The chapters on courtship and aggression phenotypes were less easy to understand for a beginner because, unlike locomotor activity, which is totally automated, courtship and aggression require viewer observation which carries with it the element of subjectivity. A basic figure illustrating the courtship or aggression behavioural elements might have been helpful to go with the Web-based movie references provided for aggression (but not for courtship). However, assuming that you do know what you are looking for, the rest is reasonably helpful. Recently, fully automated observation methods for scoring these complex phenotypes have been reported. While their validation under different experimental conditions remains to be tested comprehensively, such developments are to be warmly welcomed in this traditionally thorny area of fly ethology.

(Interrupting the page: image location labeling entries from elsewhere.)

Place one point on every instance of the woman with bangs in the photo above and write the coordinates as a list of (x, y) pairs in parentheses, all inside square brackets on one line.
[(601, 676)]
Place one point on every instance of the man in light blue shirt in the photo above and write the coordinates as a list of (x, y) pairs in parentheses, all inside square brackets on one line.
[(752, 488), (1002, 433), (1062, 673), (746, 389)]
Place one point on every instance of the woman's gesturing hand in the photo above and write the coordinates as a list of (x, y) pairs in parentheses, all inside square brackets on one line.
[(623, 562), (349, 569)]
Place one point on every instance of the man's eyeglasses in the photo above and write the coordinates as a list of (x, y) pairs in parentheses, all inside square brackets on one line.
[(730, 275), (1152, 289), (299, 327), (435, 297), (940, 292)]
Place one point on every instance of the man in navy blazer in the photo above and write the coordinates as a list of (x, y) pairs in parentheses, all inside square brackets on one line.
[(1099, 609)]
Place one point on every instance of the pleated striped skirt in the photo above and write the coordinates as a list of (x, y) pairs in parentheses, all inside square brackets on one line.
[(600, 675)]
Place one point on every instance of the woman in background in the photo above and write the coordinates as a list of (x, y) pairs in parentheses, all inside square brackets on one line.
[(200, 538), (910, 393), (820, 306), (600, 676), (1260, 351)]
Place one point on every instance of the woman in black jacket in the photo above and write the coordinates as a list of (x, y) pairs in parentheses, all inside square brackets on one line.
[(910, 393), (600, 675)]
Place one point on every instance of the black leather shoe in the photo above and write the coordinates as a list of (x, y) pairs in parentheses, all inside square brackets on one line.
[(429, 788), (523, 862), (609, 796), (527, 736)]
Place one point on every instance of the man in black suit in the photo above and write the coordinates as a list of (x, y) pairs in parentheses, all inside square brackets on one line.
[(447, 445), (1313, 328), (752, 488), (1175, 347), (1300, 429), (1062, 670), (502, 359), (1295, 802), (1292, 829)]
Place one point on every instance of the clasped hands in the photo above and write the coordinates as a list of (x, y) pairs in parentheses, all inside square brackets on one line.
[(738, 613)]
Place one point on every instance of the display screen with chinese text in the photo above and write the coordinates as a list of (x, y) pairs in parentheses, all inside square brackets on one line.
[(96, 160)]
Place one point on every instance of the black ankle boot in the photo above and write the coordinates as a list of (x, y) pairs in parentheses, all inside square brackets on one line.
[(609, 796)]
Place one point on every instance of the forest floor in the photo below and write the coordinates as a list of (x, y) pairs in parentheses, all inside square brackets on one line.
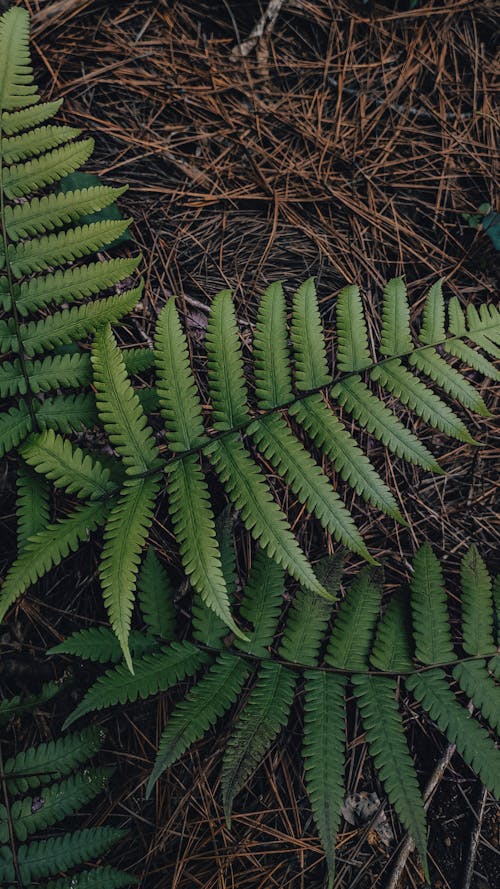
[(346, 144)]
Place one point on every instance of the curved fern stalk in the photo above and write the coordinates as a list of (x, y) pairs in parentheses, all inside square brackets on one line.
[(40, 235)]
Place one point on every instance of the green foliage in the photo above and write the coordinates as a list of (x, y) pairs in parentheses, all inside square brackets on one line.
[(42, 787), (380, 658)]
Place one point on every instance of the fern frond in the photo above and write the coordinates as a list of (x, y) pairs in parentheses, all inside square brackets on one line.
[(353, 353), (26, 118), (35, 142), (395, 337), (277, 443), (21, 179), (261, 604), (60, 800), (32, 506), (431, 627), (474, 679), (477, 605), (99, 644), (432, 330), (69, 325), (44, 858), (153, 672), (305, 627), (247, 489), (119, 408), (387, 745), (39, 254), (270, 351), (324, 757), (226, 377), (193, 522), (156, 597), (430, 363), (203, 705), (47, 548), (67, 466), (377, 419), (350, 640), (124, 538), (16, 74), (311, 366), (264, 714), (68, 413), (331, 436), (71, 284), (51, 761), (394, 377), (176, 386), (41, 215), (473, 743)]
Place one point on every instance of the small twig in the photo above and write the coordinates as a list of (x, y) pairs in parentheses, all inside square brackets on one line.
[(408, 844), (264, 25), (474, 840)]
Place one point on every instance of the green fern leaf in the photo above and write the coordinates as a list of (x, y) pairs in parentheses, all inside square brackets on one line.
[(156, 597), (311, 366), (387, 745), (71, 284), (48, 762), (247, 489), (395, 336), (277, 443), (29, 117), (67, 466), (305, 627), (47, 548), (60, 800), (350, 640), (119, 408), (97, 878), (264, 714), (392, 646), (22, 179), (32, 506), (99, 644), (206, 702), (176, 386), (153, 672), (226, 377), (411, 391), (378, 420), (194, 527), (45, 214), (39, 254), (261, 604), (477, 605), (429, 362), (332, 438), (44, 858), (67, 326), (124, 538), (353, 353), (474, 680), (473, 743), (430, 615), (324, 758), (432, 330), (16, 74), (68, 413), (35, 142), (270, 351)]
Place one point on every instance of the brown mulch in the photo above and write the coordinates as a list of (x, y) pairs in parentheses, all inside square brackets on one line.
[(346, 145)]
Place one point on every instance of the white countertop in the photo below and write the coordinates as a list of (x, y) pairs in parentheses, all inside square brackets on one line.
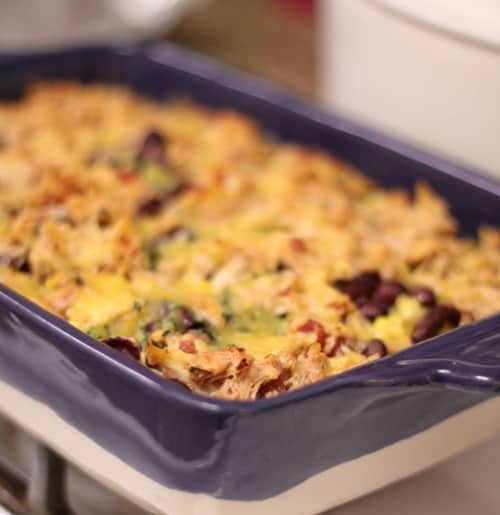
[(466, 485)]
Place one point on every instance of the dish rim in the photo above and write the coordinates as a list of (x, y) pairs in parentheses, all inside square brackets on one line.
[(370, 374)]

I also read most of the chapters in the development section, selecting particularly those that described techniques of which I had little or no experience. I studied neuroblast development, embryonic cell fate, axon guidance, and mosaic analysis using the modern methods of MARCM, and the larval neuromuscular junction (NMJ, nicely detailed this one). In the middle section, there are eight chapters that include methods of physiological recordings of various types, including eyes, ears (Johnstone's organ), noses (chemosensory sensillae), NMJ, Giant Fibre, and neuronal recordings from embryo, larva and adult. These tend to be the most detailed of the contributions. They were followed by the imaging chapters, including the main calcium and GFP methods with further contribution focusing on the many different ways one can manipulate neuronal excitability, transmission or signal transduction using various UAS constructs. While one cannot tell how good the protocols are without doing oneself the practical component, I found the chapters interesting for pointing out how much I did not know.

In conclusion, each chapter assumes that the reader already has a reasonably good knowledge of Drosophila biology in their research area and is pitched at the interface of the first/second year of PhD study. I felt that this manual will provide a substantial resource for the fly neurobiology community for the oncoming decade.